‘He was brought back from the edge’: The comedy legend spent eight days in a medically induced coma during Covid pandemic.
Chevy Chase experienced a “potentially fatal” cardiac event that led to him being put into an medically induced coma during the pandemic, according to a new film about the comedy star.
Featured in I’m Chevy Chase and You’re Not, the legend of movies such as Caddyshack and the National Lampoon series, who emceed the Oscars twice, remained in care for five full weeks in the hospital.
“There was a problem, and he was unable to describe to me what was wrong. So, we went to the ER. His heart stops. During those years he was drinking, he developed cardiomyopathy; when the heart muscles get weaker, and they can’t pump as much blood through the body with each beat.”
Physicians subsequently induced him into a coma for over a week, before advising his child, his daughter: “He may not recover. We are unsure how present he’ll be. You must prepare for the worst.”
“Upon waking, all he could do was use his voice,” she continued. “He has practically been resurrected.”
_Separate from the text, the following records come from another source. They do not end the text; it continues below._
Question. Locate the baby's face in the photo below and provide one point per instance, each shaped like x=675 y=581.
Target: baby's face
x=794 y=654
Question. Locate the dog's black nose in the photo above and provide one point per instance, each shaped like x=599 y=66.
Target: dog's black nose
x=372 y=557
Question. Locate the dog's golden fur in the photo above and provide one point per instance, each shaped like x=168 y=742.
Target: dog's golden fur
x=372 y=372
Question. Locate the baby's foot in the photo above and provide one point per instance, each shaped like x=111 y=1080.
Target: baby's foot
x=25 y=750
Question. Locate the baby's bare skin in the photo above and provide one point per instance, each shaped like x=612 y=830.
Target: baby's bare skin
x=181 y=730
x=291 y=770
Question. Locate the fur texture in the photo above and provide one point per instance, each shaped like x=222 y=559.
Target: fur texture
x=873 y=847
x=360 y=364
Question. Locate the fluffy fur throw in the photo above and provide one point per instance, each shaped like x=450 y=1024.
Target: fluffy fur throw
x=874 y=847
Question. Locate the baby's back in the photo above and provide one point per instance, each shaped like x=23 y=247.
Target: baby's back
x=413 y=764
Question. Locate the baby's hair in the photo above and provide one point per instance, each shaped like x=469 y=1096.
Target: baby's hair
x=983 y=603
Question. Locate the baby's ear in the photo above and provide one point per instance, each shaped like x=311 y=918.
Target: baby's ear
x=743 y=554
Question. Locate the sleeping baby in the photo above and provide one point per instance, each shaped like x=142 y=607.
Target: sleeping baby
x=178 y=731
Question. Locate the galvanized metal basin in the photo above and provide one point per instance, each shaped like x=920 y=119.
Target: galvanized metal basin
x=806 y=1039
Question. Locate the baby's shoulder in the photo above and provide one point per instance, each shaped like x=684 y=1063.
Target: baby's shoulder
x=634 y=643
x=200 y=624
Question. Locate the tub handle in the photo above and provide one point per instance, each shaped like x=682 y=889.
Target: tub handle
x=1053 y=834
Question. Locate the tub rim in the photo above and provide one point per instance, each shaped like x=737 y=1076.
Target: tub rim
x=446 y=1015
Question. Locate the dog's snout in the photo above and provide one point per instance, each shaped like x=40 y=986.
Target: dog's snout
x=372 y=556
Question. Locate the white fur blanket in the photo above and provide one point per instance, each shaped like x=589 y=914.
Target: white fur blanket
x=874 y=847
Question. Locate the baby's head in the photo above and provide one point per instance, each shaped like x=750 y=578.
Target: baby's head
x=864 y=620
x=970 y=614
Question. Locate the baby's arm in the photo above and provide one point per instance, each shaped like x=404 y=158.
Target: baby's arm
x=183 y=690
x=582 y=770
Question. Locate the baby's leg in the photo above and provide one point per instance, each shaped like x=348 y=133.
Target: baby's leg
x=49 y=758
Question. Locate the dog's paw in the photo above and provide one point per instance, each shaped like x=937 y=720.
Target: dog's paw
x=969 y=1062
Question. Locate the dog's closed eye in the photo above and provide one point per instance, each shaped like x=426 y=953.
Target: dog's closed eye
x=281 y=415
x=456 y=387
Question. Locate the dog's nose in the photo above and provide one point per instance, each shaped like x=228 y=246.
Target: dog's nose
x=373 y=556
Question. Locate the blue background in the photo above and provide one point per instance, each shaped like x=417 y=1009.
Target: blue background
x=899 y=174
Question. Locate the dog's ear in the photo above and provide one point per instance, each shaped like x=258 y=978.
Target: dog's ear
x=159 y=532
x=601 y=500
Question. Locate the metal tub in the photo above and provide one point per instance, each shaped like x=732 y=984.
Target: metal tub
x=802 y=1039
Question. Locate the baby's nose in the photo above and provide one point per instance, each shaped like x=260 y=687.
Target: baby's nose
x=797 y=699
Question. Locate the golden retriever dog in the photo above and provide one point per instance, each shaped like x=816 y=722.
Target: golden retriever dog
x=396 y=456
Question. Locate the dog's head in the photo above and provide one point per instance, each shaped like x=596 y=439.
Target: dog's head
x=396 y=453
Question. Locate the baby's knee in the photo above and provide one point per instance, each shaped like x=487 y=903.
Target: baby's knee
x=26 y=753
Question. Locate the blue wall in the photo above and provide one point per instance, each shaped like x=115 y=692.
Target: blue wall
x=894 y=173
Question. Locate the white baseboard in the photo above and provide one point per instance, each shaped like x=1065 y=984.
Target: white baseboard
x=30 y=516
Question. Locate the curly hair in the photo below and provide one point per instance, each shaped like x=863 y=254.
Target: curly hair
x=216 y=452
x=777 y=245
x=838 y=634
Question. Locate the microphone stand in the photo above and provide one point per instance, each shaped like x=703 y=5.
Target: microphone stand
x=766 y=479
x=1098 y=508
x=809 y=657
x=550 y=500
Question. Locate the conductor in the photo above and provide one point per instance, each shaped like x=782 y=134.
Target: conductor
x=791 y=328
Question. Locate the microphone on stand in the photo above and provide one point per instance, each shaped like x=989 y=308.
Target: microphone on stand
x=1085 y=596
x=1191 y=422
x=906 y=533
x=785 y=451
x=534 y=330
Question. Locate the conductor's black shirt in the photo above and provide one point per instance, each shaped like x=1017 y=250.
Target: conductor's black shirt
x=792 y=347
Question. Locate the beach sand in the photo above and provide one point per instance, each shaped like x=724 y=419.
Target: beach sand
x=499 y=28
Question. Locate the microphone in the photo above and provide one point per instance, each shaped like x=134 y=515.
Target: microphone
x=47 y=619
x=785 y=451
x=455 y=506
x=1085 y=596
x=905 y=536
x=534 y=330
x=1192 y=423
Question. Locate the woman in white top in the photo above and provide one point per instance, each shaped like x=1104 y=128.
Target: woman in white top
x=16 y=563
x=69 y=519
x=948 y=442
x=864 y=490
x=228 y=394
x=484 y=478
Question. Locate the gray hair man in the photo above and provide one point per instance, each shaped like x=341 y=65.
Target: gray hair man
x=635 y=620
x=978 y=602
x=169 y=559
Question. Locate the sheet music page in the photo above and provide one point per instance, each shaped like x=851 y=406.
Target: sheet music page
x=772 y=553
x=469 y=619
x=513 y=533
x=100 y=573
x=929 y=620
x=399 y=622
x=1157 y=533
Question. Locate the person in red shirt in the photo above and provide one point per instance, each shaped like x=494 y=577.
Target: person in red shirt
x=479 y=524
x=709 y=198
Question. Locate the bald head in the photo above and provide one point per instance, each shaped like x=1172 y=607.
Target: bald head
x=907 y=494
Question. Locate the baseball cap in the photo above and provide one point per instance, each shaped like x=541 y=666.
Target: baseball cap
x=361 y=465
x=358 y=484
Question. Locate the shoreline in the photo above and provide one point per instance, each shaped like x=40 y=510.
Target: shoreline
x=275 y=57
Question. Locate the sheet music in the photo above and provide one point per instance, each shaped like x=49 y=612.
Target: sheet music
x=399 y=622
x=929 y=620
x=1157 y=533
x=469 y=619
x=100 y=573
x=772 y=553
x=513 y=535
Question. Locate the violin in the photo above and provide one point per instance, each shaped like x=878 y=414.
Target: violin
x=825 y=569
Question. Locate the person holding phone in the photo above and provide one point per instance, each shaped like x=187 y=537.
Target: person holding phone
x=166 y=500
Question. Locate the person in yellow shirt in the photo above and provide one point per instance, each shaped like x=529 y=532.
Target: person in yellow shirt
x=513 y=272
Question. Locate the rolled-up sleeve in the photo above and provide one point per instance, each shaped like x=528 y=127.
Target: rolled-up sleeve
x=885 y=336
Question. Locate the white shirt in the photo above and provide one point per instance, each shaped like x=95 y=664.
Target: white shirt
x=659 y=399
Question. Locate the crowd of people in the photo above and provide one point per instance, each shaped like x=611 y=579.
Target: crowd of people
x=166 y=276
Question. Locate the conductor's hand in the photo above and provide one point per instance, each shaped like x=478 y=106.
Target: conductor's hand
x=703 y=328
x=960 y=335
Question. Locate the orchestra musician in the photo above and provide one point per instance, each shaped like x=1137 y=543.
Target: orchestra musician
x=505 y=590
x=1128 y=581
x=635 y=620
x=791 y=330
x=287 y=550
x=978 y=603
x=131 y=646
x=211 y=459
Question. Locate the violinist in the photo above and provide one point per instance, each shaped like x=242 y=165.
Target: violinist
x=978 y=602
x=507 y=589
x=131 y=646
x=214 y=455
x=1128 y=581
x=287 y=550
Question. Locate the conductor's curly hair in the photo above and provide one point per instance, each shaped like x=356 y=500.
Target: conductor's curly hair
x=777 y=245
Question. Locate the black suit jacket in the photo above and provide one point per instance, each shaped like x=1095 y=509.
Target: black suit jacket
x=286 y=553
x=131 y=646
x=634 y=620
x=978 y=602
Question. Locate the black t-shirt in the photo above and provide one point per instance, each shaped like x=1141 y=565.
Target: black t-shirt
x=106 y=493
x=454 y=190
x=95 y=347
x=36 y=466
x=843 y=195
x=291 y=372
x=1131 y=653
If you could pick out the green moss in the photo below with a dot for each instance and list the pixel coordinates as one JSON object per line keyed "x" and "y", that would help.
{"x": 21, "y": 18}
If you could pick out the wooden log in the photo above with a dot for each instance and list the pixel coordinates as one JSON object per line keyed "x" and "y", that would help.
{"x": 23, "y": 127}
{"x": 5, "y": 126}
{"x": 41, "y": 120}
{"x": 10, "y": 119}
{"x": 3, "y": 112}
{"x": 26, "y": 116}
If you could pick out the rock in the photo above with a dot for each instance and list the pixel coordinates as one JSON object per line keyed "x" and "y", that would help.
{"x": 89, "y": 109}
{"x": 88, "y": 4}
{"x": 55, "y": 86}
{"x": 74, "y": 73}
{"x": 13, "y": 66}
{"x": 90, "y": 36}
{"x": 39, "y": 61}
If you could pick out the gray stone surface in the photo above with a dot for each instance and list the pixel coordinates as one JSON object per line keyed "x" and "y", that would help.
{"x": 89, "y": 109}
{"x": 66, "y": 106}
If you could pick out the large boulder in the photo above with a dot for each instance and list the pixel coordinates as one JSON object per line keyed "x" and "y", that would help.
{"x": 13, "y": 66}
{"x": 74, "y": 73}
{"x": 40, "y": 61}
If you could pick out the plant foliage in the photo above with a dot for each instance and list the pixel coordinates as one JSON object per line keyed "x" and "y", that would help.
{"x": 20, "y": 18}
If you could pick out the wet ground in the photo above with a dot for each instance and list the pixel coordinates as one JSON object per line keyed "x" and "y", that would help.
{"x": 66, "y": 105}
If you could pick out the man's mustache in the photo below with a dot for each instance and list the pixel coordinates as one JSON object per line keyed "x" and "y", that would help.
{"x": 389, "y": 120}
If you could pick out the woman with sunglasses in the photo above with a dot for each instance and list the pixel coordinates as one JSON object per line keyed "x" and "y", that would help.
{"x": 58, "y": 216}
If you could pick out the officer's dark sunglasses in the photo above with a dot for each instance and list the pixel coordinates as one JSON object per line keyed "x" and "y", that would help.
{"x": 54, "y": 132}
Chase himself has stated that he has suffered cognitive issues since his medical ordeal, and in the project he fails to recall some of his past professional and personal controversies, including a physical altercation with fellow comedian Bill Murray in a Saturday Night Live dressing room.
He expressed he was “hurt” by his absence from the 50th anniversary special of SNL this year, at which he was in attendance but not featured.
“Well, it was kind of upsetting actually,” he said. “This is probably the first time I’m saying it. But I assumed that I could have been on the stage too with all the other actors. When former castmates Garrett and Laraine were called up, I was puzzled as to why I was not. There was no invitation. Why was I excluded?”
Chase, 82, almost died in 1980 when he was subjected to an electrical shock on the set of Modern Problems, an incident which precipitated a period of severe depression.